One of my goals in the last couple of years has been to become more competent about colour and fabric selection. By which I mean, to make more conscious, purposeful decisions about the fabrics I use in my quilts — and about the design and quilting, too. So I wanted to take a moment to talk about the design selections I’ve made for the Balinese quilt I’m currently working on.
Here’s a shot of the batik fabrics I started with, which as I mentioned came from my brother-in-law P and his partner S, when they went on a Bali vacation. The colours were mostly golden-brown, black, deep green, dark purple, with white, grey-blue, and orange accents.
I know quilters often associated the word “batik” with bright tropical colours – pinks, yellows, oranges, lime green and sky blues – and with simplified, repetitive designs, like palm leaves or flowers.
These batiks, however, are quite different. The colours are more earthy. The designs are complex and sprawling. There can be a huge variation in design and colour from one point in the fabric to another.
Look at this gold/black piece.
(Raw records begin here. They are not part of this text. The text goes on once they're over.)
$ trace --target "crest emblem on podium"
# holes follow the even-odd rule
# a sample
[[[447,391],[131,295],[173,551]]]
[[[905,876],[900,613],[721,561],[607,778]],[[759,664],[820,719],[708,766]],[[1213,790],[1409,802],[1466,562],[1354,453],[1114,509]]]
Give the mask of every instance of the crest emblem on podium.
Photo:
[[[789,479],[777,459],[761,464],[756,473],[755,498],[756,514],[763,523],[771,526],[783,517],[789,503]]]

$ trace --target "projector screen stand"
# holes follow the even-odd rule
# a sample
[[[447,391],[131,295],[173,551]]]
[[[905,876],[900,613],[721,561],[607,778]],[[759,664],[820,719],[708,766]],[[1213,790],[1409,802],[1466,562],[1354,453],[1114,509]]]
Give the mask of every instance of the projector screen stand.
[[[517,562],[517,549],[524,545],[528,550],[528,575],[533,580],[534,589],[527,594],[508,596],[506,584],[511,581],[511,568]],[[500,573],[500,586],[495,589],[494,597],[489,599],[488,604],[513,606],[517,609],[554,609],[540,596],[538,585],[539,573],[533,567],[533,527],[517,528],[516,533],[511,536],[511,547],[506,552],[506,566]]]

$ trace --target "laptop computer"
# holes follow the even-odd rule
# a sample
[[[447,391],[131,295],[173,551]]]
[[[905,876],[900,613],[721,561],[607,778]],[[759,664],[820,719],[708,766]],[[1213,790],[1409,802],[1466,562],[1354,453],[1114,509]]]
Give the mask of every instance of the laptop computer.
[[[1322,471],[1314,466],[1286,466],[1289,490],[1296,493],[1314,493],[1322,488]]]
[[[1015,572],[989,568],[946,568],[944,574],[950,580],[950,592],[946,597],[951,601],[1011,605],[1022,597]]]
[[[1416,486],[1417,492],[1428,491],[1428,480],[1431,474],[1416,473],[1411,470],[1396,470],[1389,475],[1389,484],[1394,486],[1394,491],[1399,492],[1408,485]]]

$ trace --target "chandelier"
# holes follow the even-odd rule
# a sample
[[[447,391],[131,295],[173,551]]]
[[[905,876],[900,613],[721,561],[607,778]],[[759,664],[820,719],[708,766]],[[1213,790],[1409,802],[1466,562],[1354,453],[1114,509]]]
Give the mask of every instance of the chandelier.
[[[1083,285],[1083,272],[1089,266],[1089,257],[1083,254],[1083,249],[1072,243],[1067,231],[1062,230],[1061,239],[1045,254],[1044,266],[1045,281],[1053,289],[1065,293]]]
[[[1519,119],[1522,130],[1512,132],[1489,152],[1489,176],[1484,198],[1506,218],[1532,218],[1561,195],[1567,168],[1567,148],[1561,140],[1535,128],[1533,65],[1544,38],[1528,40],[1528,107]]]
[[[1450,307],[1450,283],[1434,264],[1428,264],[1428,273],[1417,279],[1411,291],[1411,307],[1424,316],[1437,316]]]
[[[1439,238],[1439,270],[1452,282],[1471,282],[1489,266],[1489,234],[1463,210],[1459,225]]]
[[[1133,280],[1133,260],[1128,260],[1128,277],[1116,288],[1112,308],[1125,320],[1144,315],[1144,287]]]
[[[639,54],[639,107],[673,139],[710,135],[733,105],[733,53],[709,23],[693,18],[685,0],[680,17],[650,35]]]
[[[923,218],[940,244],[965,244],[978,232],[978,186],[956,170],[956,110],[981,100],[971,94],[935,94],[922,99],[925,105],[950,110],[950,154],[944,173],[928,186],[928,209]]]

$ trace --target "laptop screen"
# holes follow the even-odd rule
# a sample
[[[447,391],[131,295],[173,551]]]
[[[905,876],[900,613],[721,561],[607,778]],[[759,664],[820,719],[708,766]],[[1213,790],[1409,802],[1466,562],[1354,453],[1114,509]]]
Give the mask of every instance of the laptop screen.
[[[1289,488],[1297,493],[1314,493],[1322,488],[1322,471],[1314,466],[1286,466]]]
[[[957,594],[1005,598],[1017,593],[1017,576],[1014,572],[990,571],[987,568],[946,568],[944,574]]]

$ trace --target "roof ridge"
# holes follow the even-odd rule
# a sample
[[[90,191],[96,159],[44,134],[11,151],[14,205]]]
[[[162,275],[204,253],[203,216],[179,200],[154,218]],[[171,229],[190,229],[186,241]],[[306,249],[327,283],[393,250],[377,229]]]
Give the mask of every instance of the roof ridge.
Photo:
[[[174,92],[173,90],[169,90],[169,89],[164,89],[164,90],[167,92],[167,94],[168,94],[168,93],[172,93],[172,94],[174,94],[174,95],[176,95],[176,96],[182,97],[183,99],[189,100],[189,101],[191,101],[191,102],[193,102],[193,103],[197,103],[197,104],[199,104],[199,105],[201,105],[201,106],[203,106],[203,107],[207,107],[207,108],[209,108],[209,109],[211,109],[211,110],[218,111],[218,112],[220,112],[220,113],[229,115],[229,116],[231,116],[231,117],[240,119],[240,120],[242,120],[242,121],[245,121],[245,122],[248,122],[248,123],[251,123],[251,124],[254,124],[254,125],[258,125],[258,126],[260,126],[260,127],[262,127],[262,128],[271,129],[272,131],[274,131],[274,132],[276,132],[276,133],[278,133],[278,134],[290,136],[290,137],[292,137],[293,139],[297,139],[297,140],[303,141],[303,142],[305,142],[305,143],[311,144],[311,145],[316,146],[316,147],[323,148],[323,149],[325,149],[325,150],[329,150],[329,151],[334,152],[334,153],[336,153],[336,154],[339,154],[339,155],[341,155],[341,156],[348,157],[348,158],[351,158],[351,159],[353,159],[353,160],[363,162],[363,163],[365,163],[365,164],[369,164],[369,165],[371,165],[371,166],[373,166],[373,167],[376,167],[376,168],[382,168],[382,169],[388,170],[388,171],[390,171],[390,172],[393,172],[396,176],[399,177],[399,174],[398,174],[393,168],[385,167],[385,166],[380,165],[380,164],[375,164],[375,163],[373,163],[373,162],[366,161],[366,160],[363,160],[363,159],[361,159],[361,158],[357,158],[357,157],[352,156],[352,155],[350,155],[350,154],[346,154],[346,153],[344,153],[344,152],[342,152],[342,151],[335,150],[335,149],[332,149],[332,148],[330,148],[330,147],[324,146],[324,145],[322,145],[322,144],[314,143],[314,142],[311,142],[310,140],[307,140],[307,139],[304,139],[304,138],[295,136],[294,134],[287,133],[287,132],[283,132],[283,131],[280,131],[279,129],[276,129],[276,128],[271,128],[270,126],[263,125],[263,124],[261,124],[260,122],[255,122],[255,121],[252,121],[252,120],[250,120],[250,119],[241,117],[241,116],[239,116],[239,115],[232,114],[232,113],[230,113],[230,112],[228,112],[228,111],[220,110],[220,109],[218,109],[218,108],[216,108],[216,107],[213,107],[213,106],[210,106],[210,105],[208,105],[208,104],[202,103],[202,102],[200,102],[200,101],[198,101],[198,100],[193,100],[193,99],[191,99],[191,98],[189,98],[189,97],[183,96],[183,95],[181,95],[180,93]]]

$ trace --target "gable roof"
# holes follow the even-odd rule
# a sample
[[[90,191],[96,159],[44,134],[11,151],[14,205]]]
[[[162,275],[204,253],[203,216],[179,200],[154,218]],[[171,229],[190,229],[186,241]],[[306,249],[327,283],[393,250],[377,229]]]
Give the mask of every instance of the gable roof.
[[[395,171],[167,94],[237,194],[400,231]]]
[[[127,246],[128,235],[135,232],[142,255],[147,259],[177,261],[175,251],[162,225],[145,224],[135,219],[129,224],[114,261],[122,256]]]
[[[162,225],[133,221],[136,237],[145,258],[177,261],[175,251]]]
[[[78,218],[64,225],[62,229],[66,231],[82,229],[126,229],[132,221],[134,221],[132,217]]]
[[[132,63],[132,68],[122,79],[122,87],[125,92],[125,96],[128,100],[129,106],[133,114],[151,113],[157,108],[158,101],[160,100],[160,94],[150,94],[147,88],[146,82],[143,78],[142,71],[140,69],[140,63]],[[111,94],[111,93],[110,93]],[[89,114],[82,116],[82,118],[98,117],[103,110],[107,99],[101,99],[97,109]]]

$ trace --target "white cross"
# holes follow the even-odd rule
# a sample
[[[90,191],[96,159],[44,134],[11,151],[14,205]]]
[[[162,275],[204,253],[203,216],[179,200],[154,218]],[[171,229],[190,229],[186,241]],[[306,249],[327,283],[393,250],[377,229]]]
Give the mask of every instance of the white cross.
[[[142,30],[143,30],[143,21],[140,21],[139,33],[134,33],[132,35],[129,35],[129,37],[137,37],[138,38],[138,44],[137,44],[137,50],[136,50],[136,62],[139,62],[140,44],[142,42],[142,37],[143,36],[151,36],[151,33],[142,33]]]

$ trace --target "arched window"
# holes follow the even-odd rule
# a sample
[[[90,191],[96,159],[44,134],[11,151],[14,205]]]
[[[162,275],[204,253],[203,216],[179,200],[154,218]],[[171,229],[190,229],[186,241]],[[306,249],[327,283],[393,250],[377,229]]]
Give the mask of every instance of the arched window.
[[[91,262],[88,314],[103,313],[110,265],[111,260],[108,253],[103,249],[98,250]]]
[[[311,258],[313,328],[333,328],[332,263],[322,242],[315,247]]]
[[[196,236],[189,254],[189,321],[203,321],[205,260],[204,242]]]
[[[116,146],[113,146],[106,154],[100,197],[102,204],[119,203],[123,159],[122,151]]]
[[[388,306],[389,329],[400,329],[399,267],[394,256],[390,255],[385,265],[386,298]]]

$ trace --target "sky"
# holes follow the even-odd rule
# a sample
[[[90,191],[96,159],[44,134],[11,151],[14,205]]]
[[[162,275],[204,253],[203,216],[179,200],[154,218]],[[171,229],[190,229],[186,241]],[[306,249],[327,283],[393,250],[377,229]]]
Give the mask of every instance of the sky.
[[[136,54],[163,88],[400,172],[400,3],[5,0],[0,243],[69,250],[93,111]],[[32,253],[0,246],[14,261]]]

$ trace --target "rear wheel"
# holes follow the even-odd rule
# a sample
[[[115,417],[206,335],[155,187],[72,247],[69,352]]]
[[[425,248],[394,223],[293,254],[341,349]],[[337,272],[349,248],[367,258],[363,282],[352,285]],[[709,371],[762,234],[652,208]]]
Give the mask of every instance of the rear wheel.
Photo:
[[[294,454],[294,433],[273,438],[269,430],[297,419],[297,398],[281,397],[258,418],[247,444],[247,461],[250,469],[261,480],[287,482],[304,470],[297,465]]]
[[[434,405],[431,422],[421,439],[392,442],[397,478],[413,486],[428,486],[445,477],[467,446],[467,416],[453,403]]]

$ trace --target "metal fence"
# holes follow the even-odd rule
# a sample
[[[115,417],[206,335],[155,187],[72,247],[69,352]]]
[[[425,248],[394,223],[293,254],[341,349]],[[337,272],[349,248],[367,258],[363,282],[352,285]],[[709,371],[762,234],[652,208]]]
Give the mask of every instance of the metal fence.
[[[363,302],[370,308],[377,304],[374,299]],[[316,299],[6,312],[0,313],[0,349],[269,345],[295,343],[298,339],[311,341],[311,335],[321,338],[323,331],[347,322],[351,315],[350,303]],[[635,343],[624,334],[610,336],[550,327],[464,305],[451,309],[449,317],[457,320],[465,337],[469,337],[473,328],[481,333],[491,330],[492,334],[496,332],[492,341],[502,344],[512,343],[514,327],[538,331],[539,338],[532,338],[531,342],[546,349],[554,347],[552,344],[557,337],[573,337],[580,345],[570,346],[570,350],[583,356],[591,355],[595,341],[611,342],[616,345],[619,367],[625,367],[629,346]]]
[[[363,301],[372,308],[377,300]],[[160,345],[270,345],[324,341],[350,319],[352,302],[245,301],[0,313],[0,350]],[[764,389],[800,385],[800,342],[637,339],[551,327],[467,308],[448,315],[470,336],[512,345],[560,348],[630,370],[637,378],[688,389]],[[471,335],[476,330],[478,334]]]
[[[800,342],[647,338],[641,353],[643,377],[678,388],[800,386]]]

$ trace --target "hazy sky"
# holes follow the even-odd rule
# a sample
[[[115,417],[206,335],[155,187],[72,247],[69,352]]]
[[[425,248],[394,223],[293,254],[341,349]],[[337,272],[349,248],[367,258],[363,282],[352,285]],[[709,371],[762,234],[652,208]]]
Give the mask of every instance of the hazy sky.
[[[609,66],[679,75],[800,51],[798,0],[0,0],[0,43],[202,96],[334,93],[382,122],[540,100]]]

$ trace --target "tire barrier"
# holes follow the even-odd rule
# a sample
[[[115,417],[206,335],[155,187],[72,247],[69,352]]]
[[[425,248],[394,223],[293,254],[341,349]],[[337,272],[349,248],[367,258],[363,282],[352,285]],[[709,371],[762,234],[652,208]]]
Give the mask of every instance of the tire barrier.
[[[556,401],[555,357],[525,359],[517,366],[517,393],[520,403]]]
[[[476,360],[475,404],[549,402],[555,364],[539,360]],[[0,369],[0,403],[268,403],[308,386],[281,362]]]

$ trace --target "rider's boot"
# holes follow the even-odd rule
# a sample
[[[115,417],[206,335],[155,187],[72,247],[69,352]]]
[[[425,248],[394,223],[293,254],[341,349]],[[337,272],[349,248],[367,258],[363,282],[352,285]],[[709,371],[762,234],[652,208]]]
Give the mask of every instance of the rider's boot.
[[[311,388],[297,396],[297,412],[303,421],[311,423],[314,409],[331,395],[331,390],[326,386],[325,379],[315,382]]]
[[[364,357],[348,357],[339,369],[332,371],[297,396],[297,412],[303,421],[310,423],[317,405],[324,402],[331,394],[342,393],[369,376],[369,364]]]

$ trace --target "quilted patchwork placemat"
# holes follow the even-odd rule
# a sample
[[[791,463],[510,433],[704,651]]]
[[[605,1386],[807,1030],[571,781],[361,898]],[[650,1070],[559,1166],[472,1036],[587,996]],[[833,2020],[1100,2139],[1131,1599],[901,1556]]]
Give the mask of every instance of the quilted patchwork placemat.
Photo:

It terms of value and colour, it is very mottled! And how could you describe the pattern? There are flowers in one area, diamonds in another, stripes in another — and there is some sort of overarching design with leaves and birds, too.
Now check out this piece. Part of it is definitely a brown background. But another part has a flowery blue/green background. And there are bright blue, purple, orange and green flowers and butterflies superimposed on it. Honestly, it was hard to cut into these pieces. Any one of them could have been a whole-cloth quilt, all by itself!
So the first question I had to ask myself was, am I going to use ALL SEVEN of these fabrics in the one quilt? To tell you the truth, I wasn’t sure of the answer until I was cutting out hexes and putting them on the design wall. In the end, I thought that, if it looked alright, I wanted to use all the fabrics, to capture the idea of the factory they visited — full of so many different pieces of cloth!
I decided on the half-hexagon for a basic block. Partly, I thought it would be a bit more exotic than a square or rectangle, and would suit the exotic fabric. But also, P&S keep bees in their backyard, and I thought a hexagon would be reminiscent of honeycomb, and therefore add a more personal element to the quilt. So that part was resolved. But I couldn’t decide on the fabrics to add in, and so I continued to let it percolate in my brain, and from time to time I’d haul the fabrics out and audition other pieces with them.
Ultimately, I wanted to stay with the colour scheme suggested by the main batiks – the earthy browns and greens, with the hints of purple and blue. Anything added should complement these colours, but not push them aside. Bright, saturated yellows and oranges and blues would, for example, drown out the earthy tones. However, the half-hex design gave me the opportunity to do some light/dark contrast within each hex. I calculated that I would need 12 hexes square to give me a good-sized bed quilt, so I would need 12 “lights” (light to medium) and 12 “darks” (medium to dark) for variety.
Thus began the hunt for fabrics that would would suit the colour scheme. Although it was impossible to find more of the kinds of fabrics P&S had brought back, I wanted to add additional “darks” that at least had some colour and design complexity. The parasol fabric had the right purpley-brown, with hints of grey-blue and green. It also had a strong light/dark value contrast. And the parasol made me think of Hong Kong, another place P&S have visited. It seemed a good fit.
Another fabric I chose was this tortoise one. It has the requisite golden-brown and blue, with hints of green and orange. Also, the tortoise reminded me of the Galapagos Islands, yet another place P&S have vacationed (yes, they really are world travellers!).
My hope was that, as the quilt went together in rows of hexes, a viewer would find their eyes moving from the lights to the darks in a pleasing way, and discovering each of the patterned fabrics like gems in a treasure box. Or perhaps like ornate beads on a string.
I wanted some of the “lights” to be closer to medium, so that it would create a sun-dappled effect, and look more natural than a crisp, geometric light/dark pairing. And, in general, the light fabrics have simpler patterns and less colour variations, so that the strong patterning of the darker halves will be more prominent.
Sometimes my description makes it sound like my decisions were more pre-planned than they really were. I didn’t, for instance, go out purposefully looking for tortoise fabric – what happened was, I saw the fabric colours would work, and then when I looked closely at the design, I realized that tortoises reminded me of their Galapagos trip. So that seemed a good reason to keep the tortoise fabric in the mix. On the other hand, I did have in my brain a hazy vision of some fabrics I’d hoped to find — but didn’t. After looking around a few places, and hunting through my stash many times, I managed to eke out enough fabrics to fit the hazy vision, and the vision came more clearly into focus as I decided on the fabrics.
I’m happy to report that I am now mostly finished piecing this quilt top! I have about 16 long seams left to pin and sew… then I will have to begin the hunt for a backing fabric. And decide how to quilt it. But those are problems for another day!